Next Up for GOP Presidential Candidates: South Carolina

The Republican National Committee logo is shown on the stage as crew members work at the North Charleston Coliseum, Wednesday, Jan. 13, 2016, in North Charleston, S.C., in advance of Thursday's Fox Business Network Republican presidential debate. (AP Photo/Rainier Ehrhardt)
The Republican National Committee logo is shown on the stage as crew members work at the North Charleston Coliseum, Jan. 13, in North Charleston, S.C. (AP Photo/Rainier Ehrhardt)

The Republican presidential nominating has moved into the South, where seven states — Virginia, Georgia, Alabama, Tennessee, Arkansas, Oklahoma and Texas — will anchor the Super Tuesday primaries on March 1.

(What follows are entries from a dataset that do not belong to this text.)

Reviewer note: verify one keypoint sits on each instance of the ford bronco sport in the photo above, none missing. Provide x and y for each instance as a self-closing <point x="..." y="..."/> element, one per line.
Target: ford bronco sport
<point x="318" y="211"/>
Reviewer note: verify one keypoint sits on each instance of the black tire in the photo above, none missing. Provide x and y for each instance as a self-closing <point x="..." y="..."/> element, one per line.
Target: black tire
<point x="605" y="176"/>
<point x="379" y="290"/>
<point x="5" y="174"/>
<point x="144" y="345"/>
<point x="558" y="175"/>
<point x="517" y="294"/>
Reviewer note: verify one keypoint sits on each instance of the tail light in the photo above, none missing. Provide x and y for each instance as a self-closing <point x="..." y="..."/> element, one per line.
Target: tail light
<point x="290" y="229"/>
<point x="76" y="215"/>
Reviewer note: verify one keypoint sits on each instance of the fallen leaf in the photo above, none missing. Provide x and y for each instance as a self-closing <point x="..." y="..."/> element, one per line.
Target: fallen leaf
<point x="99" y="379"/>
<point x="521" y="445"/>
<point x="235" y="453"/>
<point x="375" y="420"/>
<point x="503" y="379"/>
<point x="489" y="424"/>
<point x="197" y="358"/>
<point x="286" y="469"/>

But first comes South Carolina on Feb. 20. The GOP field headed Wednesday to the Palmetto State, and most will be there through the next Republican debate on Saturday night. Here’s a look at the state that’s next on the GOP’s primary calendar:

Three-Legged Stool

More than 700,000 people could vote in South Carolina’s Republican primary, dwarfing the 180,000 Iowa caucus-goers and 284,000 voters who cast ballots in New Hampshire. Among them are every kind of Republican, and political pros say the state mirrors the “three-legged stool” — social conservatives/evangelicals, fiscal/business conservatives and national security hawks — of the overall GOP.

“You can’t appeal to just one segment of the party and win here,” said state party chairman Matt Moore.

Early preference polls suggest Donald Trump draws support from across the spectrum and Marco Rubio’s campaign has long suggested he will prove his wide appeal in South Carolina. But some candidates may concentrate their efforts.

Ted Cruz has county chairmen and a volunteer organization in every county, but he places an emphasis on evangelical conservatives. He uses his pastor father, Rafael Cruz, as a surrogate campaigner.

Jeb Bush aides say he plays strongest along South Carolina’s coast, among a concentration of active military and retired veterans, including many from the Northeast and Midwest. Kasich will battle for those same coastal voters, who have often sided with more moderate presidential candidates.

Who Likes Whom

Governor Nikki Haley, selected by the party’s top leaders in Congress to deliver the GOP response to President Barack Obama’s State of the Union address, hasn’t said who she’d be for.

Rubio has picked up the support of Senator Tim Scott, arguably the state’s most popular elected official, and Rep. Trey Gowdy, who represents one of the state’s most conservative congressional districts. Scott is featured in a new Rubio media ad. Gowdy will campaign with him in the coming days.

Rep. Jeff Duncan, another congressman from a conservative district, backs Cruz. Trump’s biggest endorsement is from Lt. Gov. Henry McMaster, an establishment figure whose support is cited by Trump aides as validating the bombastic businessman in more traditional Republican circles.

The state’s senior senator, Lindsey Graham, ended his own presidential bid and endorsed Bush. And the former Florida governor has a wild card in his brother, former President George W. Bush, who won a hotly contested 2000 primary in the state and “cuts a wide swath” across the party, Bush aide Brett Doster said. The former president will campaign in the state at least once before Feb. 20.

Ground Game

All the contending campaigns boast of sophisticated data analysis that melds voter information from the Republican National Committee with their own efforts.

Trump state Chairman Jim Merrill, a Charleston legislator, laughs off suggestions that Trump has no ground game. Merrill notes that the staple of Trump’s campaign — rallies that draw thousands — requires e-mail registration, giving the campaign a database of more than 100,000 South Carolina voters.

The Cruz campaign boasts tens of thousands of voter contacts with phone banks, door-to-door canvassing and a sophisticated social media and online advertising effort. “We will get people to the polls,” Duncan promises.

Rubio has a statewide network of staff and volunteers, but the buildup occurred only recently, while John Kasich’s senior adviser John Weaver says the Ohio governor’s campaign currently has 12 paid staff in South Carolina and would have roughly 200 staff and volunteers on the ground in the state by Wednesday afternoon.

On the Air

To date, nearly $26 million has been spent on media advertising, according to advertising tracker Kantar Media’s CMAG. The biggest spender is Right to Rise, the super PAC backing Bush, at $10.3 million — much of it spent to attack Rubio. The latest Right to Rise ad features George W. Bush backing his brother. The Bush campaign itself has spent less than $63,000 on visual media.

The combined total for Rubio and his allied super PAC, Conservative Solutions PAC, is $6 million. Cruz and his aligned super PACs have spent a combined $3.9 million.

Trump has spent just $900,000, though he’s promised to spend more.